'Young Contemporaries' at the Auckland City Art Gallery
To qualify as a Young Contemporary you had to be under thirty-one - a number which until now I didn't realise had such magical significance. There were about seventy artists, represented by one work apiece, gathered together under this umbrella (I bet some were over thirty-one, the sneaky devils). So we, the public, were confronted by this incredible mix - painting and sculpture of all sorts, video work, a dyed plastic and muslin tunnel environment, artists well known, little known, and unknown. It was pretty much a lucky dip. There was some terrible stuff. I won't name names. I've no wish to insult anyone. There was a lot of middling work; and a few strong pieces which tended to suffer from the company they had to keep. The weak work dragged the whole show down, while I would've liked to have seen more of some people's work. That's the trouble with this sort of exhibition with such an obscure unifying principle. After all some people are old at twenty, others young at fifty. So what possible benefits do such shows confer on anyone - artists or audience? It does give opportunities for exhibition in a prominent place to young artists who mightn't otherwise get the chance - though premature public exposure can be disastrous. A wide reaching exhibition like this may give us an illuminating view of what's going on in the art world - then again it mightn't.
Death of Love
oil on board
(collection of the artist)
What is going on according to this show? People still paint figurative pictures. There was, for instance, Peter Worrall's sub-Symbolist Death of Love, featuring a heron, a window with stained glass and a view through to mountains, and a naked girl in the foreground doing her Ophelia bit, face down in water, surrounded by a leafy glade. Nigel Brown's expressionist Lemon Tree Painting No.3 spoke of tenuous survival and bitter fruit amidst intimations of death. Grahame Sydney's Jockey Club had another decrepit building in a dry bare landscape without green - I guess that corresponds to some sort of emotion. Glenda Randerson gave us Reflections in a Victorian Dresser - meticulously painted - like Neil Driver's Vacant Room of similar vintage if the fireplace was anything to go by. And with people as subject-matter, Jeffrey Harris's Maternity.
acrylic on canvas
There were one or two landscapes - even echoes of Woollaston in Richard McWhannel's Neudorf (Upper Moutere). All this was in one room. You had to go into another for most of the non-figurative and abstract painting, of which, predictably enough, Ian Scott, Alan Maddox, Robert McLeod, Rick Killeen and Tony Lane stood out way above the others. But why include Killeen's Frogshooter, by now very well known after the Benson and Hedges award and lengthy hanging in the Auckland City Art Gallery? Why not something we hadn't seen? McLeod's huge Lots of Little Landscapes and Maddox's Work This Out Jungle Boy (subversive and intoxicated grid and crosses) - both very lively, wry paintings - were familiar too. But Ian Scott's Lattice, also grid and diagonals but geometricised and severe, was a first in a public show - the best work he's done I think. Tony Lane's unstretched Night with Day, blotches, stains, swathes of colour, red dominant, was a vigorous and authoritative work. I'd like to see more.
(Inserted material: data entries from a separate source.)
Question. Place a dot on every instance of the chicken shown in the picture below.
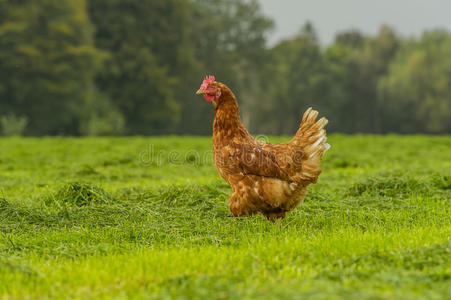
(265, 178)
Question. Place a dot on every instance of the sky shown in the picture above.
(407, 17)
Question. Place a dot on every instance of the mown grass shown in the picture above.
(102, 218)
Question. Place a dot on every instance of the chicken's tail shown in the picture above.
(311, 139)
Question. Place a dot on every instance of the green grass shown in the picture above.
(98, 218)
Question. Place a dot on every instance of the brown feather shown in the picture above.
(265, 178)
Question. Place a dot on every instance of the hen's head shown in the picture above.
(210, 89)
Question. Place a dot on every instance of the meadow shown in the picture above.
(148, 217)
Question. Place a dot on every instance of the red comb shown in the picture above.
(207, 81)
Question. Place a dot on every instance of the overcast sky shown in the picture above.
(408, 17)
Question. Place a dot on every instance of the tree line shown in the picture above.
(113, 67)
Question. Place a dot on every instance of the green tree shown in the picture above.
(371, 62)
(417, 90)
(145, 40)
(229, 39)
(292, 80)
(47, 63)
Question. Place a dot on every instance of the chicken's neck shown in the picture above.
(227, 124)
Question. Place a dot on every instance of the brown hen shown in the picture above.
(271, 179)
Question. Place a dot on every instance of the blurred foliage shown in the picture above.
(109, 67)
(12, 125)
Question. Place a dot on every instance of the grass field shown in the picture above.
(148, 217)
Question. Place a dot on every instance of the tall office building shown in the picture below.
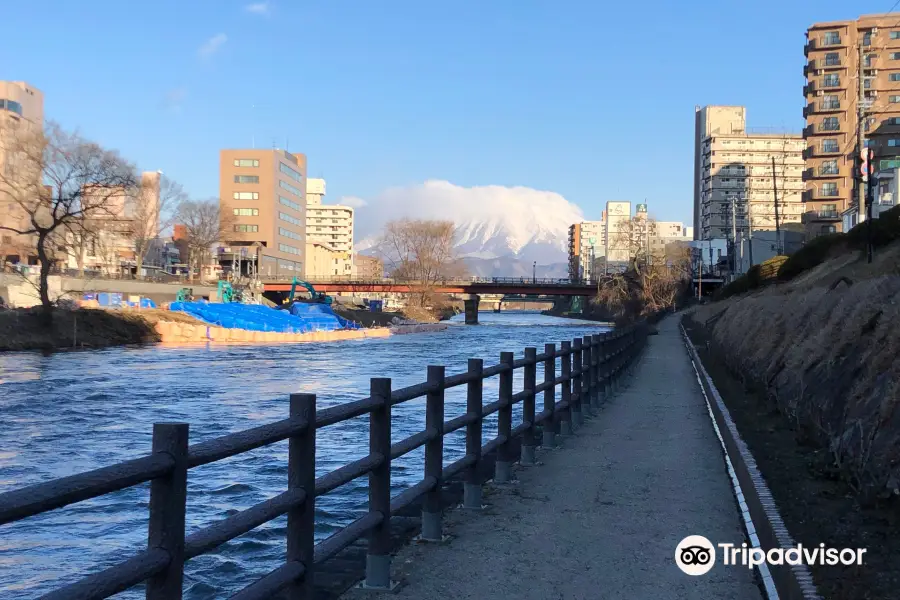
(329, 235)
(22, 111)
(738, 174)
(833, 76)
(587, 246)
(262, 196)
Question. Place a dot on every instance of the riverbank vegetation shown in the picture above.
(805, 356)
(26, 329)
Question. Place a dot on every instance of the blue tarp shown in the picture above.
(262, 318)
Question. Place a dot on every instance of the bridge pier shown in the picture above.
(471, 304)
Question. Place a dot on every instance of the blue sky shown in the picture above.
(590, 99)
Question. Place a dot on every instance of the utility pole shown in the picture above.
(861, 131)
(777, 226)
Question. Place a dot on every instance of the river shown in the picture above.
(71, 412)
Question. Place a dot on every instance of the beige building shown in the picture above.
(368, 268)
(22, 108)
(735, 179)
(262, 196)
(329, 234)
(833, 75)
(587, 247)
(129, 221)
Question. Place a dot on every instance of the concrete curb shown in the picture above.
(762, 521)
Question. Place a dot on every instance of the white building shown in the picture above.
(329, 235)
(735, 180)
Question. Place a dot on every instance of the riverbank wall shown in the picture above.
(185, 333)
(822, 350)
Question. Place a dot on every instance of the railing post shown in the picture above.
(586, 377)
(565, 418)
(503, 464)
(528, 438)
(577, 414)
(302, 475)
(378, 559)
(474, 408)
(434, 455)
(606, 368)
(167, 507)
(549, 428)
(596, 356)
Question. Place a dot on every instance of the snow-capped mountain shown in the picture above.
(500, 230)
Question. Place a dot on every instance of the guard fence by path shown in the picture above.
(590, 370)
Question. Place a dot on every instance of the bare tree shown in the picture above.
(51, 179)
(421, 252)
(654, 278)
(151, 209)
(204, 225)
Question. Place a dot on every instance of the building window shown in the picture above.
(289, 172)
(830, 124)
(829, 167)
(289, 219)
(246, 162)
(11, 106)
(830, 102)
(246, 195)
(290, 234)
(288, 203)
(286, 186)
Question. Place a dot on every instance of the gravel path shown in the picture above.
(602, 515)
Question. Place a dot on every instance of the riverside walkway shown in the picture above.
(602, 517)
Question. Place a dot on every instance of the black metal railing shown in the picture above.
(590, 369)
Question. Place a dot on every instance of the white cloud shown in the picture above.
(212, 45)
(352, 201)
(258, 8)
(491, 219)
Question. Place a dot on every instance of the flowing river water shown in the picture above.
(71, 412)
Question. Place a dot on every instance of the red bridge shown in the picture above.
(471, 288)
(498, 285)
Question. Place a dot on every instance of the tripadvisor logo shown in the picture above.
(696, 555)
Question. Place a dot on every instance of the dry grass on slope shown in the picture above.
(828, 359)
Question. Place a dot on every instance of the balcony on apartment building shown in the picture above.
(824, 171)
(821, 107)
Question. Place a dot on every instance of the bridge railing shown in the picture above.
(456, 281)
(590, 368)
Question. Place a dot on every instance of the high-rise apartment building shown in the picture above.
(833, 76)
(587, 246)
(329, 235)
(21, 113)
(739, 174)
(262, 196)
(619, 234)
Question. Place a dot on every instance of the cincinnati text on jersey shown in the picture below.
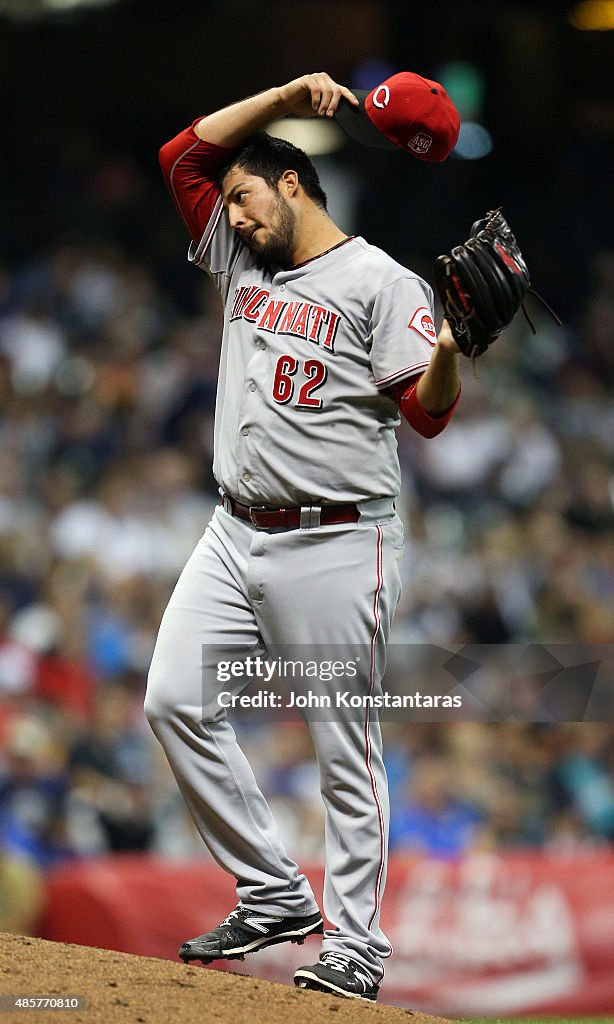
(299, 320)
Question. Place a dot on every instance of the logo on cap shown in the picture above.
(381, 103)
(421, 142)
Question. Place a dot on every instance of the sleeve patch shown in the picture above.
(422, 323)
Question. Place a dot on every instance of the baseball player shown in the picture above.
(325, 338)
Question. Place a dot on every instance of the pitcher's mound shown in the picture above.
(119, 987)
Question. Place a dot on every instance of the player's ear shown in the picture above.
(289, 183)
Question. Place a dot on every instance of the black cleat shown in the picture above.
(245, 931)
(339, 975)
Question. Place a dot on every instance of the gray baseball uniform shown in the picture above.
(302, 419)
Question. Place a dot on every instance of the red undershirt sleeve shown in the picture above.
(190, 168)
(423, 422)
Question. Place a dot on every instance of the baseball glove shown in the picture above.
(483, 284)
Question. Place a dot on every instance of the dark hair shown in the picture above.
(267, 158)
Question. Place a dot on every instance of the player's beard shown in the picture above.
(279, 245)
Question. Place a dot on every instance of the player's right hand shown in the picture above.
(313, 95)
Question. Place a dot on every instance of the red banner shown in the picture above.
(488, 935)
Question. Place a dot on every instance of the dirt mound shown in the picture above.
(120, 988)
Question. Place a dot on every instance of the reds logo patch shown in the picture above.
(421, 142)
(422, 323)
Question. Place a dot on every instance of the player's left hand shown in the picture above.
(314, 95)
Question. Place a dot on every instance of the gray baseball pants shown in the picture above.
(261, 591)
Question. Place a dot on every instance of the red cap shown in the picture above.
(406, 111)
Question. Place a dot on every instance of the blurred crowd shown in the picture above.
(107, 372)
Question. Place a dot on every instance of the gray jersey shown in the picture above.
(302, 413)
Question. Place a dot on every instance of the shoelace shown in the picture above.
(232, 915)
(339, 962)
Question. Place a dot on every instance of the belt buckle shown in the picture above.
(257, 508)
(310, 516)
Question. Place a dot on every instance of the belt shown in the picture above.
(301, 517)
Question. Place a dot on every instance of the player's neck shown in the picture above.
(317, 235)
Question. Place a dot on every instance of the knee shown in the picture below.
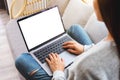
(20, 60)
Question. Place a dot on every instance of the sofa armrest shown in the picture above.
(96, 29)
(76, 12)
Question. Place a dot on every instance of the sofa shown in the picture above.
(73, 12)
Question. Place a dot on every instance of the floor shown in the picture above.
(7, 68)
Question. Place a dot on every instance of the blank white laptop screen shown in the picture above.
(41, 27)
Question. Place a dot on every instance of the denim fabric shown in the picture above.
(25, 63)
(79, 34)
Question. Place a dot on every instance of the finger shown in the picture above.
(68, 42)
(48, 61)
(56, 54)
(53, 55)
(71, 50)
(69, 46)
(62, 59)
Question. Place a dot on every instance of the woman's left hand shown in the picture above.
(55, 62)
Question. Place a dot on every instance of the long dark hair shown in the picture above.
(110, 11)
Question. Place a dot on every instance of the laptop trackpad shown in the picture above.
(67, 57)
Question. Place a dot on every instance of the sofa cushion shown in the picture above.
(96, 29)
(76, 12)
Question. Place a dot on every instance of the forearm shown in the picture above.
(58, 75)
(87, 47)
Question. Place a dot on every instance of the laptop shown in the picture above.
(43, 33)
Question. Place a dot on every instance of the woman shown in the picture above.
(101, 62)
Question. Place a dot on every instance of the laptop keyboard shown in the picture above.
(55, 47)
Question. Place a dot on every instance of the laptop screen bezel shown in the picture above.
(45, 41)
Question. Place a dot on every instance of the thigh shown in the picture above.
(79, 34)
(26, 64)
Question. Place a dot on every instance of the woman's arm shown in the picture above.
(57, 66)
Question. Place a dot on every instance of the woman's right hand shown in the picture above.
(73, 47)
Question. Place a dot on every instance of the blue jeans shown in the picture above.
(26, 64)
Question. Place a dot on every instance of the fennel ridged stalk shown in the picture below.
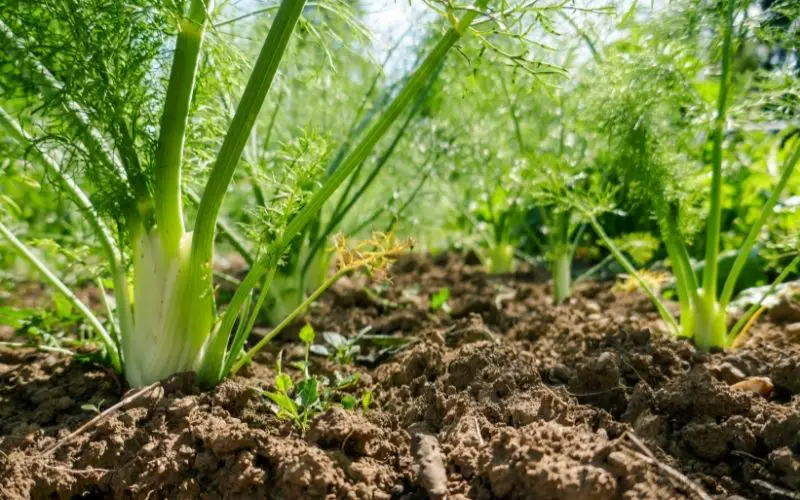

What about sculpture? It ranged from Terry Stringer's acrylic on wood, Mother as a Girl to Marte Szirmay's carved metal abstraction Untitled to Martin Mendelsberg's Fibonacci Series of fluorescent tubes and echoes of Dan Flavin. Christine Hellyar's Supplejack Tangle had the strongest presence - an entanglement of thin latex tubes and cords suspended from the ceiling - fetishistic, animistic.
Star Map 1975
assemblage of mixed media
(collection of the artist)
And of the rest? Denys Watkins continued his ironic and strangely ritualistic way with Star Map which included one increasingly black unstretched canvas with tiny red and yellow blobs on the wall, a bamboo ladder connecting this to the floor and a rock and string arrangement - some miniature Stonehenge. It was a quietly resonant work. Nicholas Spill presented Developing a Participatory Situation - perhaps that's what the exhibition was meant to be all about. This was a box about the size of a telephone box into which we were invited to read and do something which was recorded on video. When I came along it was being removed - though I did espy some nasty adolescent graffiti which modesty prevents me from describing. Obviously someone was hoist by their own petard.